The full version of CTGP-7 only works on real console.


----------



## AdenTheThird (Dec 1, 2021)

This is incredible! Following this mod from when it was just a teeny beta to this incredible community-made behemoth of courses, custom characters, and features, has been an absolute joy. HUGE THANK YOU to all devs of CTGP-7 and especially @PabloMK7 !!!


----------



## Lostbhoy (Dec 1, 2021)

Wow this is so cool! I loved the missions on DS this is a fantastic early Christmas present!

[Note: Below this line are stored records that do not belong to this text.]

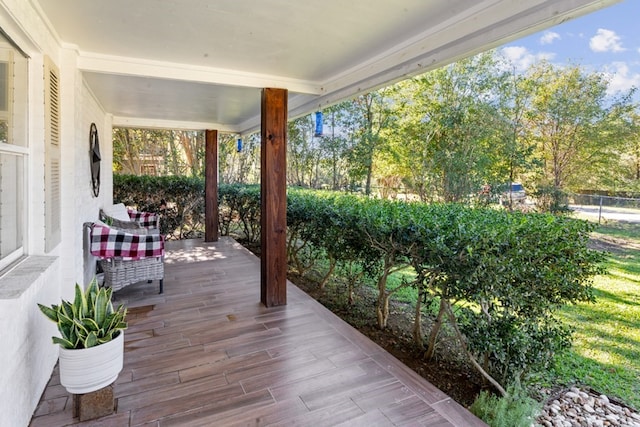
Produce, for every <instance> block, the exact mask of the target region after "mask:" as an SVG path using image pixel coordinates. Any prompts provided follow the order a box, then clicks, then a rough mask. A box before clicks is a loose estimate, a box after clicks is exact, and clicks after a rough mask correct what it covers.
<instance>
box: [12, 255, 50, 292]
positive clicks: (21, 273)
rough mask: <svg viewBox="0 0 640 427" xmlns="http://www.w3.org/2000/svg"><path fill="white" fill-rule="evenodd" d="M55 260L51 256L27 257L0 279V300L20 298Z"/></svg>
mask: <svg viewBox="0 0 640 427" xmlns="http://www.w3.org/2000/svg"><path fill="white" fill-rule="evenodd" d="M57 259H58V258H57V257H52V256H28V257H27V258H26V259H24V260H23V261H22V262H20V264H18V265H17V266H16V267H14V268H13V269H12V270H11V271H9V272H8V273H7V274H5V275H3V276H2V277H0V300H2V299H18V298H20V297H21V296H22V294H23V293H24V292H25V291H26V290H27V289H29V287H30V286H31V285H32V284H33V283H35V282H36V281H37V280H38V278H39V277H40V276H41V275H42V274H43V273H44V272H45V271H47V269H48V268H49V267H50V266H51V265H52V264H53V263H54V262H55V261H56V260H57Z"/></svg>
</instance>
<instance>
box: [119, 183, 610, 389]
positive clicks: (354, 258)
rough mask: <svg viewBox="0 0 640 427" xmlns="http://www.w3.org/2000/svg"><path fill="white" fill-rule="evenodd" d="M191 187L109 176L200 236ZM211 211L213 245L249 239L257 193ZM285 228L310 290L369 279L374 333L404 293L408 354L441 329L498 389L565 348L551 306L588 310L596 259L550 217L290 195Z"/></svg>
mask: <svg viewBox="0 0 640 427" xmlns="http://www.w3.org/2000/svg"><path fill="white" fill-rule="evenodd" d="M203 188H204V186H203V183H202V182H201V181H198V180H193V179H188V178H174V177H170V178H152V179H147V178H142V179H140V178H132V177H126V178H123V177H119V178H118V180H116V181H115V182H114V198H116V199H117V200H119V201H123V202H125V204H133V205H134V206H138V207H141V208H144V207H147V206H148V207H150V208H152V207H154V206H158V205H159V201H160V199H162V198H164V199H165V200H167V201H168V202H169V206H171V208H170V209H171V214H172V215H173V216H171V217H169V220H165V222H167V223H169V226H171V225H172V224H174V223H172V222H171V221H176V225H177V227H176V228H175V230H174V231H173V232H172V235H174V236H180V237H184V236H188V235H189V234H190V233H191V234H196V233H195V232H194V231H193V230H200V229H201V227H200V228H198V226H200V225H201V224H202V223H203V218H202V212H203V210H204V209H203V208H204V202H203V200H204V197H203V194H204V189H203ZM116 189H117V190H116ZM140 192H142V193H140ZM116 194H117V195H118V197H116ZM125 195H127V196H126V197H125ZM148 195H152V196H151V197H149V196H148ZM143 197H144V198H143ZM219 202H220V229H221V232H222V234H223V235H224V234H228V233H230V232H234V231H235V232H236V233H241V234H242V236H243V237H244V238H246V239H247V240H249V241H254V242H255V241H258V240H259V238H260V188H259V186H242V185H221V186H220V188H219ZM145 203H146V204H145ZM172 203H173V204H172ZM181 220H182V221H185V220H190V221H191V223H189V225H185V223H184V222H182V223H180V222H178V221H181ZM287 224H288V233H287V237H288V241H287V245H288V246H287V249H288V256H289V265H290V267H293V268H295V269H297V270H298V271H299V272H301V273H305V272H308V271H310V270H312V269H316V270H317V269H318V268H319V265H320V264H322V265H323V267H324V277H323V278H322V279H321V281H320V286H323V285H324V284H326V283H328V282H329V281H331V280H335V279H336V278H337V277H338V276H341V278H342V280H343V281H346V282H347V283H348V285H349V286H348V288H347V292H348V296H349V297H350V298H351V296H352V294H353V287H354V286H356V285H357V284H358V283H359V282H360V281H361V280H362V279H363V278H367V277H368V278H369V279H371V280H372V281H373V282H374V283H375V284H376V286H377V290H378V296H379V297H378V302H377V304H376V307H375V308H374V309H375V310H376V316H377V319H378V326H379V327H381V328H384V327H385V326H386V322H387V319H388V317H389V300H390V299H391V298H392V297H393V296H394V294H395V293H397V292H399V291H400V290H401V289H403V288H409V287H413V288H415V289H416V290H417V293H418V299H417V302H416V304H417V308H416V316H415V325H414V329H413V331H412V332H413V336H414V339H415V341H416V345H418V346H420V347H424V348H425V351H426V352H425V355H426V356H427V357H432V356H433V355H434V354H435V348H436V344H437V339H438V336H439V334H440V328H441V327H442V325H443V324H444V323H449V325H450V326H451V327H452V330H453V331H454V332H455V333H456V335H457V336H458V339H459V340H460V343H461V346H462V348H464V349H465V350H466V351H467V355H468V356H469V359H470V360H471V362H472V363H473V364H474V366H476V368H477V369H478V370H479V371H480V372H482V373H483V374H484V375H485V376H486V377H487V378H488V379H489V381H491V382H492V383H494V385H495V386H496V387H498V388H500V387H504V386H506V385H507V384H509V383H511V382H513V381H514V379H515V378H518V377H522V376H523V374H525V373H527V372H528V371H530V370H540V369H544V368H545V367H546V366H548V364H549V363H550V362H551V361H552V358H553V355H554V354H555V353H556V352H557V351H558V350H559V349H561V348H564V347H566V346H568V345H569V344H570V341H569V337H570V330H569V328H568V327H567V326H565V325H562V324H561V323H560V322H558V321H557V320H556V318H555V317H554V312H555V311H556V309H557V308H558V307H559V306H561V305H563V304H568V303H573V302H577V301H591V300H593V291H592V287H591V279H592V277H593V276H594V275H595V274H598V273H600V272H601V269H600V267H599V266H600V263H601V261H602V260H603V255H602V254H601V253H600V252H596V251H592V250H590V249H588V247H587V241H588V238H589V234H590V232H591V231H592V229H593V225H591V224H590V223H588V222H586V221H581V220H575V219H571V218H567V217H563V216H554V215H551V214H537V213H520V212H508V211H504V210H495V209H491V208H470V207H466V206H461V205H455V204H431V205H427V204H422V203H406V202H398V201H384V200H375V199H368V198H363V197H359V196H355V195H347V194H342V193H333V192H319V191H312V190H304V189H296V188H293V189H289V190H288V196H287ZM327 266H328V267H327ZM407 270H411V271H412V274H406V272H407ZM398 272H403V273H404V275H403V276H402V277H403V278H402V280H400V281H397V280H396V281H394V283H393V284H392V285H390V284H389V283H390V282H389V281H388V279H389V277H391V276H392V275H393V274H394V273H398ZM425 304H428V305H429V306H431V307H437V308H436V310H435V312H434V313H433V315H434V320H435V321H434V322H433V326H432V328H431V329H430V330H427V331H423V330H422V322H421V317H422V315H423V314H424V313H425V311H424V310H423V309H422V306H424V305H425Z"/></svg>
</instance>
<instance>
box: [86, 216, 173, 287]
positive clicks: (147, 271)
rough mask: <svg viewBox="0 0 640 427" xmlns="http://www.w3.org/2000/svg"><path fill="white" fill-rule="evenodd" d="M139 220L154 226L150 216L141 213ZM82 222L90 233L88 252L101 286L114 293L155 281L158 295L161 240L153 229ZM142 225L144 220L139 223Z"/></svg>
mask: <svg viewBox="0 0 640 427" xmlns="http://www.w3.org/2000/svg"><path fill="white" fill-rule="evenodd" d="M136 214H143V215H140V216H139V217H140V218H144V219H146V220H147V221H151V222H152V223H153V224H157V219H156V218H155V217H153V215H155V214H153V215H150V214H147V213H144V212H141V213H136ZM101 217H102V218H105V219H106V222H102V221H96V222H93V223H86V224H85V226H86V227H88V228H89V230H90V233H89V235H90V252H91V254H93V255H95V256H96V257H98V258H99V260H100V265H101V267H102V270H103V272H104V286H108V287H111V288H112V289H113V290H114V291H117V290H120V289H122V288H124V287H125V286H128V285H131V284H133V283H138V282H141V281H145V280H146V281H149V282H150V281H152V280H159V282H160V293H162V292H163V280H164V238H163V236H162V235H161V234H160V232H159V230H158V229H157V228H154V227H149V228H147V227H148V225H147V226H145V225H142V224H141V223H140V222H136V221H132V222H133V223H134V224H124V225H123V224H122V222H120V221H121V220H116V221H118V222H116V221H113V220H111V221H110V220H109V218H108V217H106V215H105V216H103V214H102V212H101ZM142 223H144V221H142Z"/></svg>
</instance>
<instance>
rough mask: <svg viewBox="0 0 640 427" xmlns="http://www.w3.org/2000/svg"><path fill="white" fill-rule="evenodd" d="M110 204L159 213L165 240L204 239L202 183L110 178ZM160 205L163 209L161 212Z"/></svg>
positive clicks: (121, 176)
mask: <svg viewBox="0 0 640 427" xmlns="http://www.w3.org/2000/svg"><path fill="white" fill-rule="evenodd" d="M113 201H114V203H120V202H122V203H124V204H125V205H126V206H130V207H132V208H134V209H137V210H140V211H145V212H159V213H160V215H161V219H160V231H161V232H162V234H164V235H165V236H166V238H167V239H189V238H196V237H202V236H203V235H204V180H203V179H201V178H190V177H184V176H161V177H154V176H135V175H113ZM162 201H165V202H166V208H164V209H162V206H161V203H162Z"/></svg>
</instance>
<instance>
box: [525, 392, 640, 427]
mask: <svg viewBox="0 0 640 427" xmlns="http://www.w3.org/2000/svg"><path fill="white" fill-rule="evenodd" d="M537 421H538V423H539V424H540V425H542V426H545V427H608V426H611V427H640V413H638V411H635V410H633V409H631V408H628V407H627V406H624V405H621V404H618V403H615V402H612V401H611V400H610V399H609V398H608V397H607V396H606V395H604V394H597V393H594V392H592V391H590V390H581V389H579V388H577V387H571V388H570V389H568V390H565V391H563V392H562V393H560V394H559V395H558V396H555V397H553V398H551V399H549V400H548V401H547V403H546V404H545V406H544V408H543V410H542V414H541V415H540V416H539V417H538V420H537Z"/></svg>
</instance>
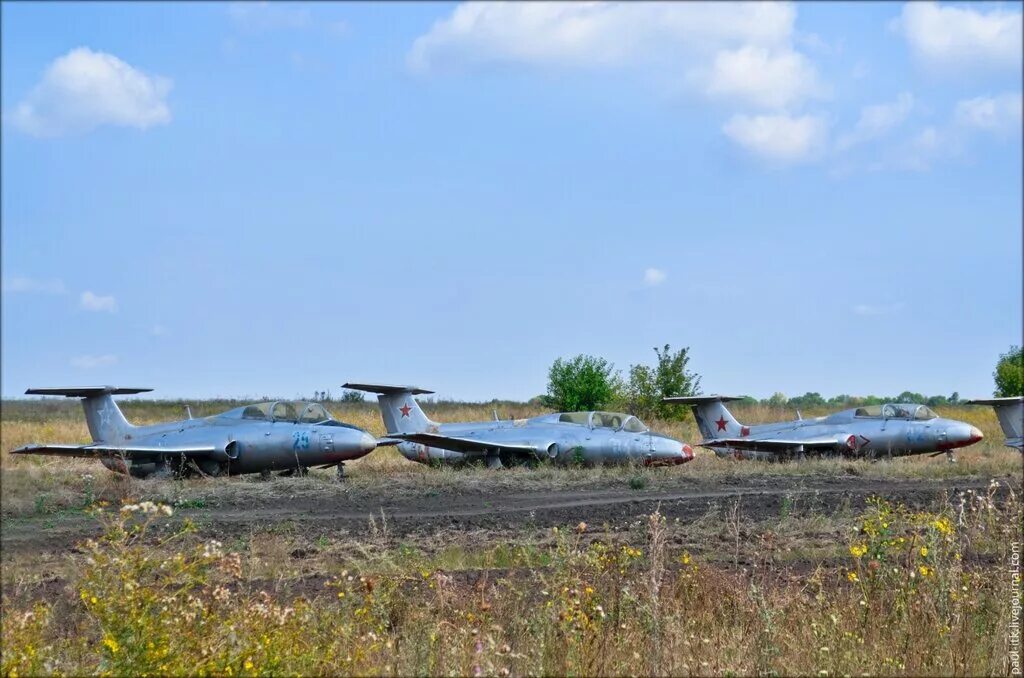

Massive thanks to the devs involved in this project!


----------



## MikaDubbz (Dec 1, 2021)

Damn this is awesome, I'm always amazed when entire new modes are added into a game from the modding community. Gives me hope that one day maybe someone will add multiplayer Smash Run into Ultimate, that'd be so amazing.


----------



## Frankbel (Dec 1, 2021)

It seems much better than the original game. I have to try this out.


----------



## WG481 (Dec 1, 2021)

*Let's fetching go*


----------



## 1B51004 (Dec 1, 2021)

Happy 10th Mario Kart 7, and thank you CTGP-7 team!


----------



## FanNintendo (Dec 1, 2021)

wow i didnt know it was 10 years  im so thankful to have it on my New 3DSXL couple years ago and still loving it with no issues also still playable online. CTGP-7 ROCKS!


----------



## Something whatever (Dec 1, 2021)

time to dust off my old NEW 3ds


----------



## Homlet (Dec 1, 2021)

PabloMK7 said:


> It was December 1st 2011 when Mario Kart 7


----------



## DudderButter (Dec 2, 2021)

This is so neat! Imagine CTGPR for MKWii getting a major update as well!


----------



## raxadian (Dec 2, 2021)

This is awesome.


----------



## ixo (Dec 2, 2021)

Can’t wait!


----------



## Ampersound (Dec 2, 2021)

I have never played the mod before, but i might take the plunge when missions release.
Always enjoyed them in MKDS.


----------



## Bladexdsl (Dec 2, 2021)

amazed this hasn't beeen DMCA'D 'd yet they pretty much did it to every other mod.


----------



## Unia4L (Dec 2, 2021)

Hats off to the CTGP-7 team and contributors. My favorite Mario Kart game might need to be played on December 4th at 5pm


----------



## Stefano_Lassandro (Dec 6, 2021)

That's truly amazing work!


----------



## FanNintendo (Dec 12, 2021)

Nice features and  added more tracks  2 from Diddy Kong Racing tracks  and 6 more new tracks


----------